Dernière modification : 28 septembre 2017

FINANCEMENT DE L'AMENAGEMENT

Le Service Urbanisme vous conseille et peut vous accompagner dans  la mise en œuvre des outils de financement des équipements (Taxe d’aménagement majorée, Projet Urbain Partenarial…).

Le financement des équipements publics est l’un des paramètres à adapter dans le cadre du montage des projets d’aménagement urbain.

En particulier, l’élaboration d’un Plan Local d’Urbanisme doit être l’occasion d’aborder la question du financement des équipements publics, notamment ceux nécessaires à la viabilisation des zones à urbaniser.

 

La taxe d’Aménagement

  • Les communes et EPCI compétents ont la possibilité de fixer un taux compris entre 1 et 5 % (uniforme ou sectorisé en fonction des aménagements à réaliser).
  • Il peut être porté jusqu’à 20% dans certains secteurs par une délibération motivée si la réalisation de travaux subs­tantiels de voirie ou de réseaux ou la création d’équipements publics généraux est rendue nécessaire en raison de l’impor­tance des constructions nouvelles édifiées dans ces espaces.
  • Les délibérations doivent être prises au plus tard le 30 novembre pour entrer en vigueur le 1er janvier de l’année suivante.

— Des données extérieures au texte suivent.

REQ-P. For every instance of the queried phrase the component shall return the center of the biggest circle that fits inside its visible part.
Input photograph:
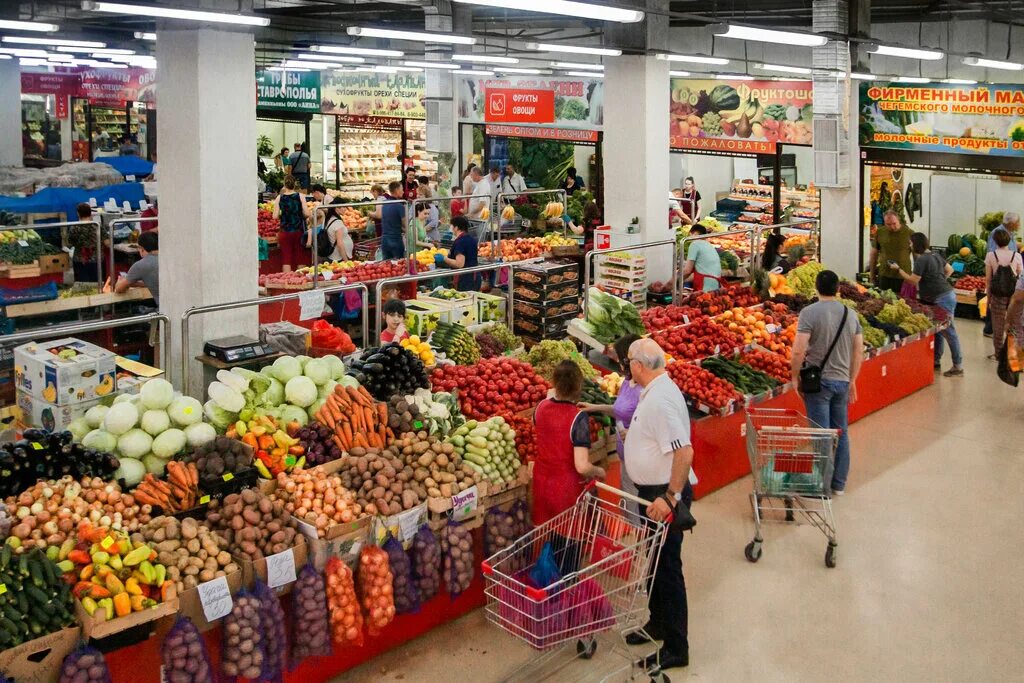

 Le Projet Urbain Partenarial (PUP)

  • Le PUP est un outil qui permet à une collectivité de faire préfinancer par les constructeurs ou aménageurs d’une opération, les équipements publics nécessaires pour répondre aux besoins des futurs usagers et habitants de cette opération.
  • Le PUP ne peut être utilisé que dans les zones urbaines ou à urbaniser des PLU ou POS.
  • Il est formalisé par l’établissement d’une convention entre une collectivité et un propriétaire foncier, aménageur ou constructeur.

 La taxe sur la cession à titre onéreux de terrains nus devenus constructibles

  • Les communes et EPCI compétents peuvent instituer une taxe forfaitaire sur la première cession à titre  onéreux de terrains nus rendus constructibles du fait de leur classement en zone U et AU dans un PLU ou en zone constructible dans une carte communale.
  • Elle ne s'applique pas aux cessions de terrains exonérées en matière de plus-values immobilières des particuliers en vertu des 3° à 8° du II de l'article 150 U du CGI ; aux cessions de terrains classés en terrains constructibles depuis plus de 18 ans ; aux cessions de terrains dont le prix de cession est inférieur au triple du prix d'acquisition.